Return to site

I, Robot… Will Be The Judge:
The Case for Artificial (Intelligence) Referees as Helpers

By Peronet Despeignes
Editor's Note: The following article is an overview of a speculative, long-term, hard-core research and development initiative within Augur. It's part of our ongoing efforts (1, 2) to make the existing REP holder reporting system massively more scalable than it is today -- to enahnce it, not replace it.
The outcome of this special project is unclear but it represents just one example of how Augur is thinking ahead way ahead and will continue to do so, relentlessly, as part of the ongoing work of the Forecast Foundation.

Machines are getting better than humans at figuring out who to hire, who’s in a mood to pay a little more for that sweater, and who needs a coupon to nudge them toward a sale. In applications around the world, software is being used to predict whether people are lying, how they feel and whom they’ll vote for… To crack these cognitive and emotional puzzles, computers needed not only sophisticated, efficient algorithms, but also vast amounts of human-generated data, which can now be easily harvested from our digitized world. The results are dazzling. Most of what we think of as expertise, knowledge and intuition is being deconstructed and recreated as an algorithmic competency, fueled by big data.

The capabilities [IBM’s] Watson has demonstrated using deep analytics and natural language processing are truly stunning.
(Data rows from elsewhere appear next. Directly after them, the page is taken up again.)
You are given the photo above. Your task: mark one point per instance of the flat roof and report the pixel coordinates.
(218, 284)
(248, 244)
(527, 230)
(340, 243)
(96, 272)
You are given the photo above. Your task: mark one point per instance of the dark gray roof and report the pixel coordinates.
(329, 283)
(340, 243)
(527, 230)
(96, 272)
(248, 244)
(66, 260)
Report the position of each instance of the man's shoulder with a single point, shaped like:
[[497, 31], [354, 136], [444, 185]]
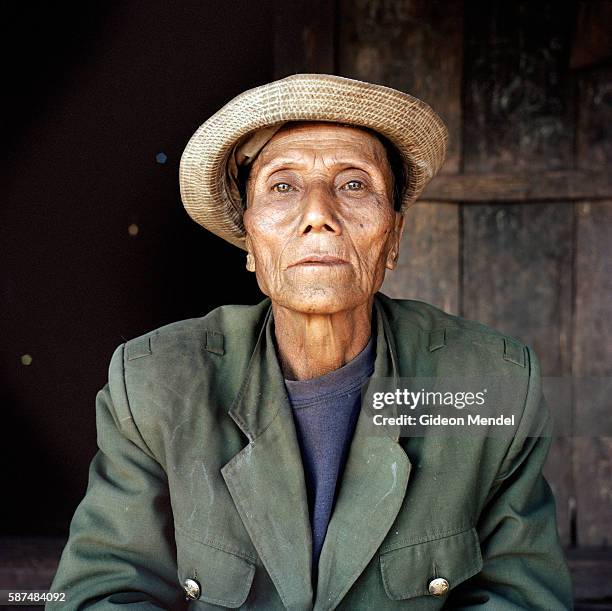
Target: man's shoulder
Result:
[[224, 328], [439, 329]]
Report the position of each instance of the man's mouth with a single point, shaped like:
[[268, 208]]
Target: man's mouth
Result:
[[319, 260]]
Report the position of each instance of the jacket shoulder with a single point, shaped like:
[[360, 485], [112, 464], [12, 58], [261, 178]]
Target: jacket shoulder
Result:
[[440, 329], [216, 333]]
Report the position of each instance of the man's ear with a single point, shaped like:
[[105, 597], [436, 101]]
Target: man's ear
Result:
[[398, 230], [250, 264]]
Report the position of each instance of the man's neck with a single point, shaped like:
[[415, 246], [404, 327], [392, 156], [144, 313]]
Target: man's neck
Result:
[[311, 345]]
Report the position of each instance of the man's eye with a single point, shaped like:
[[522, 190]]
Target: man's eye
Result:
[[282, 187], [353, 185]]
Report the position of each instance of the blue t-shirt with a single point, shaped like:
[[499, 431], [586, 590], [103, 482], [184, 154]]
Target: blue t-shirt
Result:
[[325, 411]]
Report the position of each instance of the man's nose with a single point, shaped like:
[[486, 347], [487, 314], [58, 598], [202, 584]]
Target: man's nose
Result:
[[318, 212]]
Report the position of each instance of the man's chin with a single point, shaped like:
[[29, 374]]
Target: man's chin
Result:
[[320, 300]]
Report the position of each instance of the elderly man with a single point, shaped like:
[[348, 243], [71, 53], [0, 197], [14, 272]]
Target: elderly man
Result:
[[238, 466]]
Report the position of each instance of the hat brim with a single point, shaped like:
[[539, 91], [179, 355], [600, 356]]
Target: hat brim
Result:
[[410, 124]]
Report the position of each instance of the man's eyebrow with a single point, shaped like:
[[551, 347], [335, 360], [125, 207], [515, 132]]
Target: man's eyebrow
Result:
[[275, 164]]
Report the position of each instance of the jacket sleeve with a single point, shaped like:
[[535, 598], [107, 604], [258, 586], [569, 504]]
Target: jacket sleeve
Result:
[[120, 552], [524, 566]]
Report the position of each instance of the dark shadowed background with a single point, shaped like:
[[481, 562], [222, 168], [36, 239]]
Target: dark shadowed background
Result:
[[97, 248]]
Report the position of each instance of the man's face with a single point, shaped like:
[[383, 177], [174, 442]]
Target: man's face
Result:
[[320, 221]]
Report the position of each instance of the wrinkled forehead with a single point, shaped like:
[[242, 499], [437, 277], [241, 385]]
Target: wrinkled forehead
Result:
[[301, 137]]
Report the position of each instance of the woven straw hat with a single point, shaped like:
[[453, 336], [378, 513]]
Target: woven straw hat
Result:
[[237, 132]]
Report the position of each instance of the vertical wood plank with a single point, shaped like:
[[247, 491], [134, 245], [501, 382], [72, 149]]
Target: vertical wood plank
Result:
[[593, 322], [431, 239], [517, 259], [415, 46]]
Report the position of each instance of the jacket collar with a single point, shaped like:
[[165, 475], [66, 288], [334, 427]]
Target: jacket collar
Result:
[[266, 480]]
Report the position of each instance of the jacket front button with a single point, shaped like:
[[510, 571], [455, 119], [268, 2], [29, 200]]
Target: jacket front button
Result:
[[438, 587], [192, 588]]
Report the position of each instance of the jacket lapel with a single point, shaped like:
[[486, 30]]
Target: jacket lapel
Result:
[[371, 491], [266, 479]]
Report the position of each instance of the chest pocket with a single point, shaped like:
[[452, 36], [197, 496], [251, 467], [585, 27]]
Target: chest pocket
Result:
[[218, 577], [409, 571]]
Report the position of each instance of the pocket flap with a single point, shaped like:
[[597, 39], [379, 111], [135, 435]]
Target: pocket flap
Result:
[[408, 570], [224, 578]]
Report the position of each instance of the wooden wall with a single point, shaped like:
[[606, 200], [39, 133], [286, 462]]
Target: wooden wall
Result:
[[515, 231]]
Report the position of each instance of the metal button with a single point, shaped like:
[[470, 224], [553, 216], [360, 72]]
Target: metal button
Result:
[[438, 586], [192, 588]]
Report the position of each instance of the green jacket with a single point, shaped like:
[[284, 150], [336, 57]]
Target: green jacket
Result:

The technologies that will develop from this will no doubt help the world with many of its significant problems. Not least of these is dealing with the vast, escalating volumes of data our modern world generates.

When it comes to investment advice, would you trust a financial professional or a robot? A growing number of people are choosing the latter, on the belief that algorithms can provide rational and dispassionate advice at a cost well below that of traditional advisors. A handful of automated investment startups created in the past few years now have more than $4 billion in assets under management, according to Forrester Research. It’s a small segment of a trillion-dollar wealth management industry but growing at a red-hot pace.
Watching John with the machine, it was suddenly so clear.
The Terminator would never stop, it would never leave him… it would always be there. And it would never hurt him, never shout at him or get drunk and hit him, or say it couldn’t spend time with him because it was too busy. And it would die to protect him. Of all the would-be fathers who came and went over the years, this thing, this machine, was the only one who measured up. In an insane world, it was the sanest choice.
We've said it before: Prediction markets are only as good as their referees – and the confidence people place in them.
Referees are needed to decide whether any prediction happened or not by the time set. That determines who wins, who loses and whether the price signals are finely tuned to the odds that the predicted event will happen (instead of being distorted by speculation referees wont judge fairly). The referee system has to be honest, reliable and scalable – and it should render its judgements as quickly as possible.
If it’s perceived as unfair and unreliable, the market eventually loses confidence, integrity and value. And if the referee system isn’t scalable (able to cost-effectively handle rapid growth and increasingly large sets of questions to be decided) and the quickest method available, then the system’s potential for growth is limited, and future profits are at risk. The type of referee system used is a critical design feature.
That is why Augur intends to relentlessly refine and enhance the capability and scalability of its referee system, which we label Reputation (reputation being the voting clout that each referee holds depending on their financial stake in the system and their historical performance in reporting honestly and staying aligned with the group's consensus about which predictions happened or didn't happen across multiple decisions).
To better understand where we might be going with this and how, let's take a big step back and look at all the options available for judging whether a prediction happened or not, including the "lie detector" system we've been enhancing and plans for a new Artificial Intelligence-powered backup "helper" agent.
The options we have before us are:
    • a single human judge
    • a fixed group of human judges
    • a company
    • a changing group of humans whose votes are not "free," not equal and not permanent but instead come at a cost and are subjected to a formula designed to dynamically adjust each judge's voting clout on an ongoing basis according to their compliance with the consensus across multiple decisions.
    • a centralised “robot” that decides the outcome
    • a decentralised “robot” that decides the outcome
    • a hybrid of the fourth and sixth option, mixed with "machine learning" where the AI goes through a learning period of "auto-suggesting" and "learning" from the suggestions human referees accepted and rejected.
Let’s take a closer look at each option to help better understand the context for our selection.
Option 1: A lone human judge
Well, this option at least has the virtue of being simple. But individuals can cheat, especially when there’s lots of money at stake. A single judge can err or be corrupted, or simply flake out. One individual also can not reliably handle the hundreds of prediction market decisions we expect to be posted to our platform in the weeks after it goes live.
Option 2: A “jury” of human judges where every vote counts equally

This makes more sense than a single judge. Instead of “putting all our eggs in one basket” — putting all our faith in one person to judge fairly, impartially and consistently — we diversify and put our faith in a group decision. An individual might err, cheat or flake out. A group is collectively less likely to err, cheat or flake out. That’s the basic assumption behind the concept of a jury-based judicial system and democracy in general.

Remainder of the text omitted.